In a significant move towards promoting India's green initiatives, the Reserve Bank of India (RBI) recently allowed Foreign Institutional Investors (FIIS) to invest in Sovereign Green Bonds (SGrBs).

Foreign Institutional Investor:

  • A foreign institutional investor is an investor in a financial market outside its official home country.
  • Foreign institutional investors can include pension funds, investment banks, hedge funds, mutual funds, nation-states’ sovereign wealth funds etc.
  • Some countries place restrictions on the size of investments by foreign investors.

Sovereign Green Bonds (SGrBs):

  • Sovereign Green Bonds (SGrBs) are a type of government bond specifically earmarked to finance environmentally sustainable projects. 
    • These projects typically include investments in renewable energy sources such as solar and wind power, sustainable infrastructure development, clean transportation initiatives, and other environmentally beneficial projects. 
  • By investing in SGrBs, investors contribute directly to these green causes while still receiving financial returns in the form of interest payments on their investment.
  • SGrBs yield lower interest than conventional G-Secs, and the amount foregone by a bank by investing in them is called a greenium.
    • Central banks and governments the world over are encouraging financial institutions to embrace greeniums to hasten the transition to a greener future.
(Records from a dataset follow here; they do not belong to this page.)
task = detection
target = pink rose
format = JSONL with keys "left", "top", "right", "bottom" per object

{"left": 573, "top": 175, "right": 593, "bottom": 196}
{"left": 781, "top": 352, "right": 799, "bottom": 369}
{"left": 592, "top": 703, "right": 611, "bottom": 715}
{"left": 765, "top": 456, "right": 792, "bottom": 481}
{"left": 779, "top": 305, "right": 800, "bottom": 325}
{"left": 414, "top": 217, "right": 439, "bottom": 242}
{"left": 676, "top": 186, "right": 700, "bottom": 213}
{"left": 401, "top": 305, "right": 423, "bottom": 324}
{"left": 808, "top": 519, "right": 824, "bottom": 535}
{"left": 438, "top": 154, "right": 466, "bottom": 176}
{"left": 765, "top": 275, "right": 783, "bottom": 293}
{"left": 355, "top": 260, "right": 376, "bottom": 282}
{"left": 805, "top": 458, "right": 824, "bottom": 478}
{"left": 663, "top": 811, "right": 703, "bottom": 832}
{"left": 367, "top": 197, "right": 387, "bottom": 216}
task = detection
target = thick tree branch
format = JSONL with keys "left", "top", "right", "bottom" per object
What are the benefits of investing in Sovereign Green Bonds?

Investing in Sovereign Green Bonds offers several benefits, both for investors and for India's sustainability efforts. 

  • Firstly, investors contribute to funding projects that promote environmental sustainability, including renewable energy infrastructure and sustainable transportation systems. 
  • Secondly, despite their focus on environmental projects, SGrBs still offer financial returns to investors in the form of interest payments. 
  • Finally, the funds raised through SGrBs can be utilised to support initiatives aligned with India's Sustainable Development Goals (SDGs), addressing various social, economic, and environmental challenges and fostering a more sustainable future.
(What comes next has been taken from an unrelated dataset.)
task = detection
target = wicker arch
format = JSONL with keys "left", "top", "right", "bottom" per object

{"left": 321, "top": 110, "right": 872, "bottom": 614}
How does this decision align with India's sustainability goals and  green transition?

  • Allowing FIIs to invest in India’s green projects widens the pool of capital available to fund the country’s ambitious 2070 net zero goals as pledged by the Prime Minister of India at COP26 in Glasgow 2021.
    • The decision will help in ensuring 50% of India’s energy comes from non-fossil fuel based sources and to reduce the carbon intensity of the nation’s economy by 45%.
  • By allowing foreign investors to invest in SGrBs, the RBI aims to deepen the Climate Bonds Market and attract more funding for green projects in India.
  • These projects play a crucial role in reducing the country's carbon footprint and advancing its sustainability agenda.

Role of International Financial Services Centre (IFSC) in Green Investment:

  • The IFSC, located in Gujarat, serves as a special economic zone for financial services, providing a conducive environment for foreign investors to participate in India's financial market more easily. 
  • With the RBI's decision, foreign investors within the IFSC are now permitted to invest in SGrBs. 
  • This expansion of the investor base within the IFSC potentially attracts more funds for green projects in India, thereby contributing to the country's sustainability goals.
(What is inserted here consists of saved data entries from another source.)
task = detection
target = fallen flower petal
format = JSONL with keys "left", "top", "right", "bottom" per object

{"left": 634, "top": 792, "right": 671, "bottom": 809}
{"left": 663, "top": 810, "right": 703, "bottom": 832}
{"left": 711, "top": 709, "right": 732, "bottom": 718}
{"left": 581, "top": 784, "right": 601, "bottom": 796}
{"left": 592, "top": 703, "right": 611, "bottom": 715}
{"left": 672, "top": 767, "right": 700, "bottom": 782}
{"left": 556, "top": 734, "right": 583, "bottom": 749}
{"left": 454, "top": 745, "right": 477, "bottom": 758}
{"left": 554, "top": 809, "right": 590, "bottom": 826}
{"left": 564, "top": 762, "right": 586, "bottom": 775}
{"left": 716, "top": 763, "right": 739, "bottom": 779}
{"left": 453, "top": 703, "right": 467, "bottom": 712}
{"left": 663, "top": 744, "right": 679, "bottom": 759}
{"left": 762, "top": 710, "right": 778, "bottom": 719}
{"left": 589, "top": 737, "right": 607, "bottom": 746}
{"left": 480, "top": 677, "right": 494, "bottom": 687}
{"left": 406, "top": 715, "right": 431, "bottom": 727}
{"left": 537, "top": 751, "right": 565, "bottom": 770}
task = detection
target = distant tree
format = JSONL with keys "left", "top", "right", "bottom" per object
What are the implications of the RBI's decision?

  • The RBI's decision to allow foreign investors in the IFSC to invest in Sovereign Green Bonds carries several significant implications. 
  • Firstly, it expands the investor base for SGrBs, potentially attracting more funds for green projects in India. 
    • The RBI had issued SGrBs worth ₹16,000 crore in two tranches in January and February 2023 with maturities in 2028 and 2033. 
    • While in both instances the bonds were oversubscribed, the main participants were domestic financial institutions and banks, narrowing the avenues from where the government could borrow.
    • Moreover, these green Government-Securities (G-Secs) were classified under the Statutory Liquidity Ratio (SLR), a liquidity rate fixed by the RBI that financial institutions must maintain with themselves before they lend to their customers.
  • Secondly, it deepens the Climate Bonds Market by attracting a diverse range of investors interested in environmentally sustainable investments. 
    • FIIs might also be looking to gain green credentials when such investments may not be available in their home markets, and because India has successfully addressed greenwashing fears with the Sovereign Green Bonds Framework in late 2022.
  • Finally, this move promotes the growth of green finance in India and supports the country's transition towards sustainability.
    • FIIs are also looking to diversify their pool of green investments, as there is considerable regulatory support particularly in developed countries. So this is an opportunity for them to invest in India’s green g-secs.